The Boston Diaries

The ongoing saga of a programmer who doesn't live in Boston, nor does he even like Boston, but yet named his weblog/journal “The Boston Diaries.”

Go figure.

Wednesday, January 09, 2002

Must be a compression of the facts

Yesterday on Slashdot, they had a blurb about Zeosync's claim of a compression scheme that supersedes Claude Shannon's work.

I only mention it here because an associate of mine (who will remain nameless unless otherwise told) not only knows the company, but the company my associate works for has been contracted to actually implement the algorithm, which I've been told is so convoluted that even the scientists at Zeosync are struggling to comprehend. I find that rather amusing (not so my associate, who, being the head programmer, has to most likely write the code).

I've also been told it's not a constant 100:1 compression ratio, but that's the best case you can expect to see.

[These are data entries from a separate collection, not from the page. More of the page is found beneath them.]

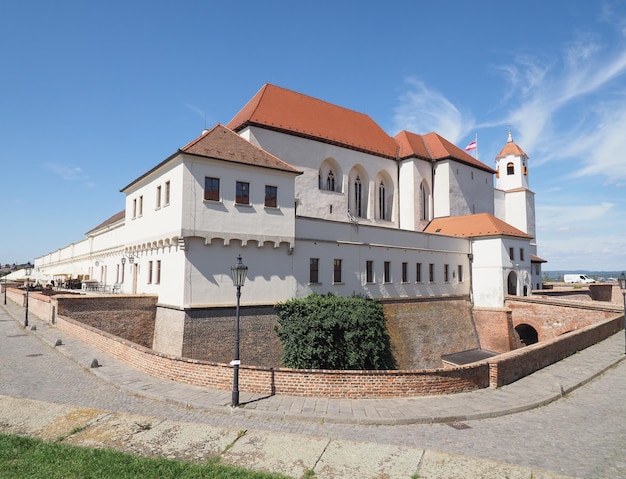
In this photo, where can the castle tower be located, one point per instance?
(514, 202)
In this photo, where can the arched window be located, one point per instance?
(358, 210)
(381, 201)
(510, 169)
(330, 181)
(424, 203)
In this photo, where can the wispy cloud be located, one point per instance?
(553, 116)
(70, 173)
(423, 110)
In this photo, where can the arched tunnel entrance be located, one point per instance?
(512, 283)
(527, 334)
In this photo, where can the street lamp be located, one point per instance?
(28, 272)
(238, 273)
(622, 286)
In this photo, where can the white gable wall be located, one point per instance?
(491, 266)
(412, 173)
(309, 155)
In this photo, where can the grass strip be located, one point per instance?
(28, 458)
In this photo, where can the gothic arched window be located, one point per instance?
(330, 181)
(358, 205)
(381, 201)
(510, 169)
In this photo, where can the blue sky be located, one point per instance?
(93, 94)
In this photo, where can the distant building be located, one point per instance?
(315, 198)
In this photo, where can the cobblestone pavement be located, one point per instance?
(581, 435)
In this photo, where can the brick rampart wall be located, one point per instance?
(554, 317)
(424, 330)
(495, 329)
(209, 335)
(509, 367)
(332, 384)
(130, 317)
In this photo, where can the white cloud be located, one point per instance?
(66, 172)
(422, 110)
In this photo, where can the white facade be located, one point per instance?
(359, 214)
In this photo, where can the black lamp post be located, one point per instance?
(239, 273)
(622, 286)
(28, 272)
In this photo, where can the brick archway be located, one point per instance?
(527, 334)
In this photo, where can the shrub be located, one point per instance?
(331, 332)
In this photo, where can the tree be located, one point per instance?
(331, 332)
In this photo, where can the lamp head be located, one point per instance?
(239, 272)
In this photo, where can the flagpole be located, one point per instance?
(476, 140)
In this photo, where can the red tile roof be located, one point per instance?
(285, 110)
(434, 147)
(471, 226)
(224, 144)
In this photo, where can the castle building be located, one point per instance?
(315, 198)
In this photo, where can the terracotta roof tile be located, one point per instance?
(536, 259)
(224, 144)
(435, 147)
(471, 226)
(286, 110)
(112, 220)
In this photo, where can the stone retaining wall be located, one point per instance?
(495, 372)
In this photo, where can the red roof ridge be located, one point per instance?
(435, 147)
(289, 111)
(476, 225)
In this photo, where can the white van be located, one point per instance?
(578, 278)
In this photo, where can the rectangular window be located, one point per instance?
(314, 270)
(242, 194)
(337, 271)
(211, 189)
(369, 271)
(271, 196)
(166, 200)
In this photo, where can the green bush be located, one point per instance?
(331, 332)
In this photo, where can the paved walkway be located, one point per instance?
(327, 458)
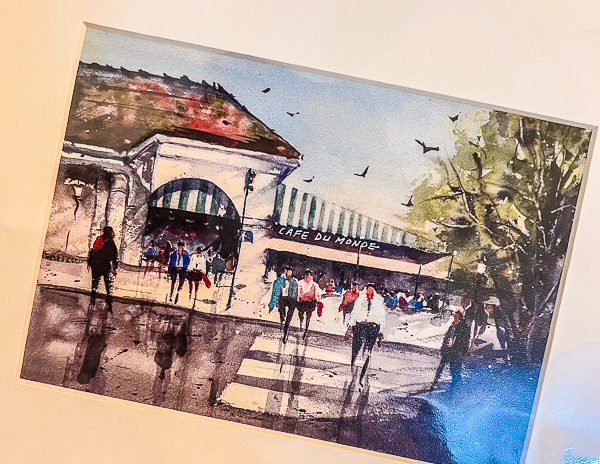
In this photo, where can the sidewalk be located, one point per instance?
(414, 329)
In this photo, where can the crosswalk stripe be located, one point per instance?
(304, 375)
(263, 400)
(274, 346)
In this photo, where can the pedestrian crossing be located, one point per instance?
(295, 380)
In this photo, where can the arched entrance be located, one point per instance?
(196, 212)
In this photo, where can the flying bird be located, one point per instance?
(409, 203)
(426, 148)
(364, 173)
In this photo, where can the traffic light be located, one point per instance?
(250, 175)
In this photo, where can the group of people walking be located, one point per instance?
(470, 322)
(103, 263)
(365, 311)
(290, 295)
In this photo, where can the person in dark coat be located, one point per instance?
(103, 262)
(454, 349)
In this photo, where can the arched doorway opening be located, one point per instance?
(196, 212)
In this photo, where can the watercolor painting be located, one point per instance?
(306, 253)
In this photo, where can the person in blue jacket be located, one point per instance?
(285, 296)
(178, 264)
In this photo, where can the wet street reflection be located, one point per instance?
(235, 369)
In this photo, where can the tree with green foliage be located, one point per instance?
(508, 197)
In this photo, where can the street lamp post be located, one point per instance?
(248, 187)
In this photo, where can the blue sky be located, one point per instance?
(343, 126)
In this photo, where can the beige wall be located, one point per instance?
(541, 57)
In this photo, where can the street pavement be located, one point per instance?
(235, 369)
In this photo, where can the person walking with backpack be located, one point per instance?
(103, 262)
(178, 264)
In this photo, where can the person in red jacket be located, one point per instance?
(103, 262)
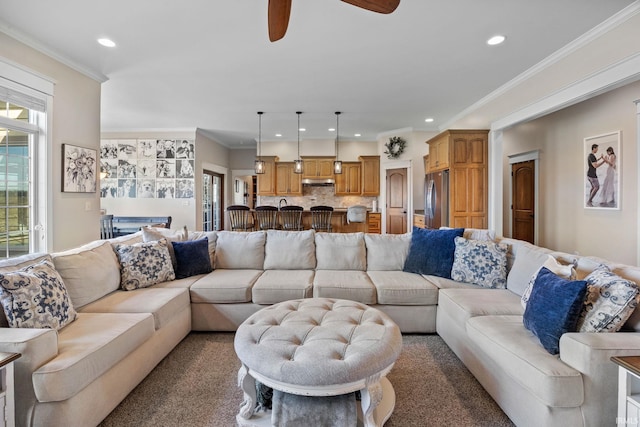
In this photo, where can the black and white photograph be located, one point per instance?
(79, 169)
(602, 171)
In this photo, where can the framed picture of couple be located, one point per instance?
(602, 161)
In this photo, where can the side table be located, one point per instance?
(7, 396)
(628, 390)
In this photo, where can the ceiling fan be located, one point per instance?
(279, 11)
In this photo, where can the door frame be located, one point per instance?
(519, 158)
(397, 164)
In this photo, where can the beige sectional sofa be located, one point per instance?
(77, 375)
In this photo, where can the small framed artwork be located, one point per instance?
(602, 171)
(79, 166)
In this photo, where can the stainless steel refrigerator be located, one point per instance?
(436, 199)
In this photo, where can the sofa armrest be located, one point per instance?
(590, 353)
(37, 347)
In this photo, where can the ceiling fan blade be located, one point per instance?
(380, 6)
(279, 11)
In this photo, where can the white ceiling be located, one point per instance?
(209, 64)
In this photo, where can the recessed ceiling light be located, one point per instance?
(107, 42)
(496, 40)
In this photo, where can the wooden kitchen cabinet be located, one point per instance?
(467, 161)
(317, 167)
(288, 183)
(370, 175)
(267, 180)
(348, 183)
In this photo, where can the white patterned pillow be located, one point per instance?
(35, 297)
(565, 271)
(609, 302)
(144, 264)
(480, 262)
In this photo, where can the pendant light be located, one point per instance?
(298, 165)
(259, 163)
(337, 164)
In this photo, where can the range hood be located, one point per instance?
(319, 182)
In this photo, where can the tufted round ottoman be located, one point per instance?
(319, 347)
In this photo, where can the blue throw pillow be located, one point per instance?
(192, 257)
(553, 308)
(432, 251)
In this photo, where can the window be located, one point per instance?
(23, 153)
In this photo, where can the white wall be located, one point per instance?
(564, 224)
(73, 218)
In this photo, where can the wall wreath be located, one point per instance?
(395, 147)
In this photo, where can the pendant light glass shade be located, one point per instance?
(337, 164)
(258, 166)
(298, 165)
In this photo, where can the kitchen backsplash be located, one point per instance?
(318, 195)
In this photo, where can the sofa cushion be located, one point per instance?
(387, 251)
(505, 341)
(341, 251)
(528, 260)
(87, 348)
(344, 284)
(609, 302)
(192, 258)
(236, 250)
(225, 286)
(463, 304)
(432, 251)
(402, 288)
(566, 271)
(164, 304)
(36, 297)
(480, 262)
(89, 272)
(153, 234)
(290, 250)
(553, 308)
(212, 238)
(275, 286)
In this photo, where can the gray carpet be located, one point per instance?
(196, 385)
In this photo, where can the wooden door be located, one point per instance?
(523, 200)
(397, 198)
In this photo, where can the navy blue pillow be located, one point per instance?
(192, 257)
(432, 251)
(554, 307)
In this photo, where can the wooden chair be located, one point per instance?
(106, 226)
(266, 217)
(321, 218)
(291, 218)
(240, 218)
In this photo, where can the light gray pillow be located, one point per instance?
(528, 260)
(290, 250)
(341, 251)
(240, 250)
(89, 272)
(387, 252)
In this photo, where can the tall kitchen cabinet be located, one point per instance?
(267, 180)
(465, 154)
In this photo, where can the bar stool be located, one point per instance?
(266, 217)
(291, 217)
(321, 218)
(240, 218)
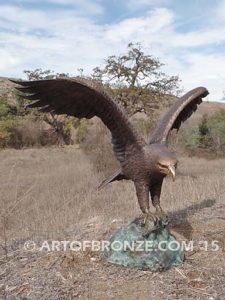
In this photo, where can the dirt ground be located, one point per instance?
(50, 195)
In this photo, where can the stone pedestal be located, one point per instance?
(132, 247)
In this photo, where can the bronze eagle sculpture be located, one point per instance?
(145, 163)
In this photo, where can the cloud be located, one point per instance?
(67, 40)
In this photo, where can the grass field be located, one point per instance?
(52, 194)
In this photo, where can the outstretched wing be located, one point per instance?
(82, 98)
(180, 111)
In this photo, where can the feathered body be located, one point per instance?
(145, 163)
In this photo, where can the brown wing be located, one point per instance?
(83, 99)
(180, 111)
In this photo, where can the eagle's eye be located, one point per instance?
(161, 165)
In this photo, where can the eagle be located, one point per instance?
(146, 163)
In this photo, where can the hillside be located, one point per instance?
(210, 108)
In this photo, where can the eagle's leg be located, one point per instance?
(150, 219)
(155, 192)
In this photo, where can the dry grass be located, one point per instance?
(52, 193)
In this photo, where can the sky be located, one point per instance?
(66, 35)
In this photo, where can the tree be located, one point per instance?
(58, 123)
(136, 81)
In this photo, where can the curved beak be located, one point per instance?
(172, 172)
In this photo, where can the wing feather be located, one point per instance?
(83, 99)
(180, 111)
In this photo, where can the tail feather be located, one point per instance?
(118, 175)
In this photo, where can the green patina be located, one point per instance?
(132, 247)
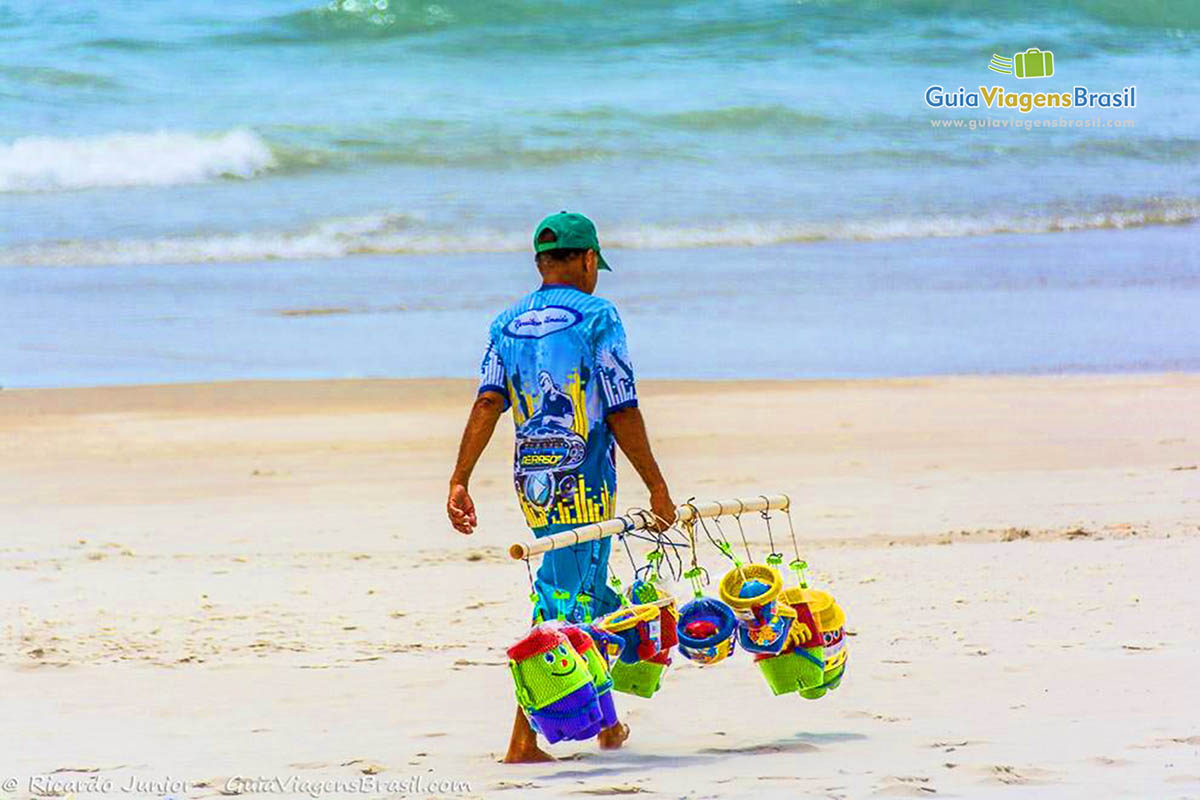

“… oh, and my fan unit is marginal so I've taken the liberty of ordering a new one … ”

Ethernet inventor Bob Metcalfe estimates that more than 99% of the world's computer capacity is wasted. He points out that modern microprocessors, such as Intel Corp.'s Itanium, engage in speculative execution—in which some values are computed or retrieved before they are needed—while doing other work. He says that principle should be moved to higher levels, to the operating system and to application software.

“What's done at the hardware level is really minuscule compared to what could be done,” says Metcalfe, a partner at Polaris Venture Partners in Waltham, Mass. “This is a very old, deep idea that needs to be pursued much further than it has.” He calls the idea “anticiparallelism.”

Anticiparallelism

Well yes, most computers spend 99% of their time waiting for something to act upon, usually the much slower and totally unpredictable user. It's an intriguing idea, but I'm not giving much hope over the software end of things—programmers are already adding too many features not really used or needed, or are incorrectly assuming which areas of the code need improvement (optimization) and wasting time there. What programmers think the users want are rarely the things the users want, who come up with their own ideas of what they want (gasp!).

But hardware is another story.

Several years ago I worked at a company that wrote a package that ran on a large number of platforms, from desktop units to mainframes and in a backroom they had a Stratus mainframe they were loaned to test their software on. One day a fan unit shows up at the office for the Stratus computer. No one there had any idea who might have ordered the unit and when Stratus was called, the office was informed that the computer had ordered the fan unit, as the one currently installed was going marginal and needed replacement.

Now I find that cool! Okay, so I would want my computer to ask permission before buying itself more memory (especially if it's going to be using my bank card!) but still, that's a good use of anticiparallelism. Having it fetch every article from Slashdot is not. Especially if it retrieves comments at a level of -1.


It's sooooo geeky it's cool!

This is sooooo geeky, it's cool! I want one! I have no idea where I'd put the thing, but man … Wow!